Tabii Ordu ve Tokat arasındaki dağları aşmak, bulutlara yukarıdan bakmak, yağmur, kar ve güneş üçlüsünü aynı saat içinde yaşamak ayrı bir keyif oldu.
Akşam üstüne doğru Tokat'a vardığımda niyetim orada gecelemekti ama Tokat'ı turladıktan sonra içime karabasanlar bastı, gözüme ağrılar girdi ve Amasya'ya doğru yol verdim.
Amasya'ya varınca doğru karar verdiğimden dolayı kendimi kutladım.
Tokat'dan da bir su akar Amasya'dan da ama gel gör ki iki kent arasında şehir olmak açısından dağlar kadar fark var. Amasya kendine ne kadar bakmış ve çeki düzen vermişse Tokat o kadar kendine küsmüş.
Ne demeli, neden bu kadar fark, nasıl açıklamalı bilemem.
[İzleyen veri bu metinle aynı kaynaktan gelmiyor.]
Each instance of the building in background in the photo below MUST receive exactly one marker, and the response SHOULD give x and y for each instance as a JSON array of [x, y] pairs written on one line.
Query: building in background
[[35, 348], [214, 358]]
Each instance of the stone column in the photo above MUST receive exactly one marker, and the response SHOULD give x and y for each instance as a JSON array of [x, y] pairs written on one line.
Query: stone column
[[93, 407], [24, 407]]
Amasya yaşamıma keyifli iki gün ve gece kattı.
Artık dönüş haleti ruhiyesine girdiğim için son durak olarak kendime yedi gölleri seçtim. Izdırap veren yolunu saymazsak
doğanın güzelliğini " hadi ırzıma geçin " diye milletimize sunduğu bir köşe.
Neyse ki halkımızın çöplük yaratma aşkı henüz dizginlenemez şehvete dönüşmemiş. Temiz, düzenli ve bakımlıydı. Hoş benden başka bir de bekçi vardı ve bu sene ilk karavancı sensin dedi. Onun yalancısıyım, bilmem.
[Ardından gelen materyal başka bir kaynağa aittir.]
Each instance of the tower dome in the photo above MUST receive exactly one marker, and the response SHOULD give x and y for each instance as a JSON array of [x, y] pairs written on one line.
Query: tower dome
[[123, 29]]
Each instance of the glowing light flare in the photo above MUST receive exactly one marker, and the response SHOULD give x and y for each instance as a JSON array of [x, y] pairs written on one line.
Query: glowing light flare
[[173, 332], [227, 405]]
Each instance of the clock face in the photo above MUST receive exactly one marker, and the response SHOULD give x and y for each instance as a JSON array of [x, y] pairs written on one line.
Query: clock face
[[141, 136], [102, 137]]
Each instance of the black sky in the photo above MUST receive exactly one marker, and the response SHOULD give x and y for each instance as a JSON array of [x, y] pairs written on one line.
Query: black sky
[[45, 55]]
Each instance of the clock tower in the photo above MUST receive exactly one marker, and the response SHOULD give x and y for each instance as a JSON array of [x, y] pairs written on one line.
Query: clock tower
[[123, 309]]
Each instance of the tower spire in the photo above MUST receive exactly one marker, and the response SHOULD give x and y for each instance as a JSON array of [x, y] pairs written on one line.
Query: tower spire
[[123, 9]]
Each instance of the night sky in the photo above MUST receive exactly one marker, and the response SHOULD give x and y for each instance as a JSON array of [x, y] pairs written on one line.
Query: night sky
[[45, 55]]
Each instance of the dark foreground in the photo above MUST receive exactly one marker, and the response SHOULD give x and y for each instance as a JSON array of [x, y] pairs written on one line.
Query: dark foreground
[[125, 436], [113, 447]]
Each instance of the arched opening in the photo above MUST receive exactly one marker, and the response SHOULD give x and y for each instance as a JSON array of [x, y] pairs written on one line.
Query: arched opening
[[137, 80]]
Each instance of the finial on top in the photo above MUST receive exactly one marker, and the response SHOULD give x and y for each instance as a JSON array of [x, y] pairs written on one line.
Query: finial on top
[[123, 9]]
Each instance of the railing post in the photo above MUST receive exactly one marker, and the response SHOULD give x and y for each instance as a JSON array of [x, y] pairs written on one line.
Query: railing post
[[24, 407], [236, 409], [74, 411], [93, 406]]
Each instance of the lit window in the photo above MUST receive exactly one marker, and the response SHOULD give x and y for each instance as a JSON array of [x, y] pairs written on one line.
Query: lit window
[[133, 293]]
Bu yolculukta iz bırakanlar.
Sinop' ta Hamsilos ve Akliman.
Samsun' da belki 15-20 km.ye varan bir sahilin düzenlenmiş olması ve sosyal mekanların üniversite gençliğiyle cıvıl cıvıl yaşaması. Şimdi boş olsa da plajların varlığı.
Köylerin terkedilmişliği ve viraneliğinin yanında güzelim yamaçlara, doğanın göbeğine yerleştirilmiş apartman bozması üç dört katlı beton yapılar.
Amasya'nın evlerinin korunması, sosyal yaşamın varlığı ve hareketliliği.
Yedi göllerin sevimliliği.
Aslında yazabileceğim, yazılması gereken ve üzerinde düşünülmesi gereken çok ama çok konu var da, düşünceyi ifade özgürlüğüyle, hakaret sınırları arasındaki çizgide dengeyi tutturamamaktan korkuyorum.